I pray for the mothers and fathers who don't understand how precious life is and what a MIRACLE being able to conceive and carry a child is. Every single day of my life is different than it would have been had I been blessed with the miracle to carry those precious babies to term. My heart aches contemplating the women who do not see this precious, wonderful aspect of womanhood as a blessing! I am filled with joy when I see pregnant women or babies. Life is precious. Life is a miracle. The birth of a baby is a miracle.

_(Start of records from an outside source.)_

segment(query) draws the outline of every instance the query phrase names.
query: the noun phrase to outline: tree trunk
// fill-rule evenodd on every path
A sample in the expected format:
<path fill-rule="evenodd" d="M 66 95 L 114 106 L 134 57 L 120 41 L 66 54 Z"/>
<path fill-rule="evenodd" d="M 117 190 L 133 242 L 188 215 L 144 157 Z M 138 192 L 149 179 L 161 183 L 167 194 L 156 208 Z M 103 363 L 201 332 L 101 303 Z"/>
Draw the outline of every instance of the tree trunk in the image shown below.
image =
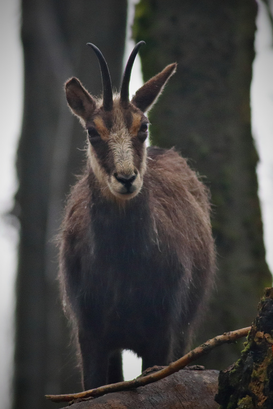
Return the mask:
<path fill-rule="evenodd" d="M 21 223 L 14 408 L 51 407 L 45 394 L 80 389 L 58 301 L 53 239 L 65 193 L 82 162 L 85 137 L 66 106 L 63 86 L 74 75 L 92 93 L 101 92 L 97 57 L 85 45 L 90 41 L 101 49 L 113 85 L 119 86 L 126 10 L 126 0 L 22 0 L 25 100 L 14 210 Z"/>
<path fill-rule="evenodd" d="M 108 394 L 67 406 L 73 409 L 217 409 L 217 371 L 186 369 L 137 389 Z"/>
<path fill-rule="evenodd" d="M 149 115 L 152 142 L 174 145 L 190 158 L 212 192 L 218 271 L 197 344 L 249 326 L 263 288 L 271 283 L 251 132 L 256 13 L 255 0 L 141 0 L 136 7 L 134 38 L 146 42 L 140 51 L 144 80 L 178 63 Z M 241 346 L 221 347 L 201 363 L 226 367 Z"/>
<path fill-rule="evenodd" d="M 219 377 L 220 409 L 273 407 L 273 288 L 267 288 L 237 362 Z"/>

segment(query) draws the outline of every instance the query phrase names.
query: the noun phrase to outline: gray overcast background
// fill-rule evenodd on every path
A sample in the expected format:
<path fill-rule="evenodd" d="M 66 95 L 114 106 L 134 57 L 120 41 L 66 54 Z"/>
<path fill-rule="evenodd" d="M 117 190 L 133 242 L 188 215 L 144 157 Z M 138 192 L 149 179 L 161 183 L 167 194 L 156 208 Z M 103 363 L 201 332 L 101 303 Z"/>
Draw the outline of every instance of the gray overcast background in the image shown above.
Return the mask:
<path fill-rule="evenodd" d="M 135 2 L 136 0 L 130 0 L 131 16 L 133 3 Z M 253 133 L 260 160 L 257 172 L 267 260 L 272 271 L 273 37 L 264 6 L 262 2 L 259 6 L 257 55 L 251 90 Z M 20 18 L 19 0 L 0 0 L 0 396 L 3 409 L 10 407 L 13 351 L 14 286 L 18 234 L 15 221 L 5 214 L 12 207 L 17 187 L 14 163 L 20 131 L 22 100 Z M 132 42 L 127 41 L 126 56 L 132 48 Z M 131 93 L 135 92 L 141 83 L 138 60 L 132 75 Z M 10 221 L 13 223 L 11 224 Z M 140 360 L 126 353 L 125 360 L 126 377 L 131 379 L 139 375 Z"/>

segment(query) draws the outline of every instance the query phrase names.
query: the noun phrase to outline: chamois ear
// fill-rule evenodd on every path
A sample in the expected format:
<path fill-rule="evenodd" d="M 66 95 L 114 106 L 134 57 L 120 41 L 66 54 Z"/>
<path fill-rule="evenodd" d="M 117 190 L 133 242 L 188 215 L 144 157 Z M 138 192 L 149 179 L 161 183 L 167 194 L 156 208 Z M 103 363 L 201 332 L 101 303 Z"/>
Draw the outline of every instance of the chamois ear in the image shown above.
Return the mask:
<path fill-rule="evenodd" d="M 68 104 L 72 112 L 83 119 L 88 119 L 96 109 L 96 102 L 77 78 L 69 80 L 65 85 Z"/>
<path fill-rule="evenodd" d="M 131 101 L 132 103 L 143 112 L 148 111 L 156 101 L 169 78 L 175 72 L 177 65 L 176 62 L 170 64 L 145 82 L 135 93 Z"/>

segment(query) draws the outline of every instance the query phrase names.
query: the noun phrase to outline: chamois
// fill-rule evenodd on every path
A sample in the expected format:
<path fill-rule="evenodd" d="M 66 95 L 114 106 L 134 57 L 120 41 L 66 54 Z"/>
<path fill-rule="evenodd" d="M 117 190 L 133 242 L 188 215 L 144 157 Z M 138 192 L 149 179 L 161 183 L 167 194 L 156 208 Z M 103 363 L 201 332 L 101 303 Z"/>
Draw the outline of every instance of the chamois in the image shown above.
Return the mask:
<path fill-rule="evenodd" d="M 139 49 L 114 94 L 106 61 L 103 98 L 75 78 L 68 104 L 88 134 L 84 174 L 68 199 L 60 235 L 59 281 L 78 346 L 85 390 L 122 380 L 121 352 L 142 368 L 182 356 L 213 282 L 215 253 L 207 189 L 174 149 L 146 147 L 151 107 L 176 63 L 131 101 Z"/>

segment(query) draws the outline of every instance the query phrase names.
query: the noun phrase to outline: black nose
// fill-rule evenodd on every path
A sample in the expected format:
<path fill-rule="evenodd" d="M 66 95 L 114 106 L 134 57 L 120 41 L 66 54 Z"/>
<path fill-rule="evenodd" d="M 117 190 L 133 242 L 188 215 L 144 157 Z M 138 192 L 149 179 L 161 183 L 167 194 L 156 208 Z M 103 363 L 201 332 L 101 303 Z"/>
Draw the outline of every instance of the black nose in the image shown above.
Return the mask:
<path fill-rule="evenodd" d="M 130 188 L 132 183 L 136 177 L 136 175 L 135 174 L 127 176 L 127 175 L 121 175 L 115 173 L 114 176 L 117 180 L 120 183 L 122 183 L 126 188 Z"/>

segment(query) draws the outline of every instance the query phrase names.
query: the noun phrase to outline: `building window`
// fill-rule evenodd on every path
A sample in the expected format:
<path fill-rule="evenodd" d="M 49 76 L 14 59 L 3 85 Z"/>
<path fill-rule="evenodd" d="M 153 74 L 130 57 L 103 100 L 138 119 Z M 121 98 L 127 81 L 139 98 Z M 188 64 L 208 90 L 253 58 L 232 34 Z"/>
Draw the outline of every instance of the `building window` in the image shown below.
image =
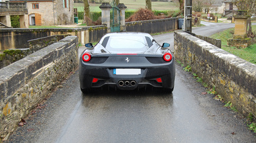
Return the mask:
<path fill-rule="evenodd" d="M 33 9 L 39 9 L 39 3 L 32 3 Z"/>
<path fill-rule="evenodd" d="M 68 3 L 67 0 L 63 0 L 63 8 L 67 8 L 68 7 Z"/>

We have also been blessed beyond measure with two boys with chronic genetic illnesses. We spend a lot of time in the hospital, clinics and at the doctor. We do medical treatments at home. We love them and would willingly accept ANY child God allows. I pray that all those who support eugenics will come to realize that we all have genetic flaws...none of us is perfect, but we are ALL God's children and HE has a plan for each one of us. My boys have all brought great joys and blessings to my life. I cannot imagine a world without Matthew, Sean or Joseph. Certainly, the medical trials have been hard-- but it is there in those trials that we find Jesus Christ. Sean and Joseph have a say because they are the ones Margaret Sanger wanted snuffed out! They have a say because they are created in the image and likeness of God and are fulfilling HIS plan.
I have a voice and I am going to use it! I have a say, my husband and my 3 boys have a say! We are all pro-life, practicing Catholics! Here comes the Catholic Church! Our voices will WILL be heard as we each have our say.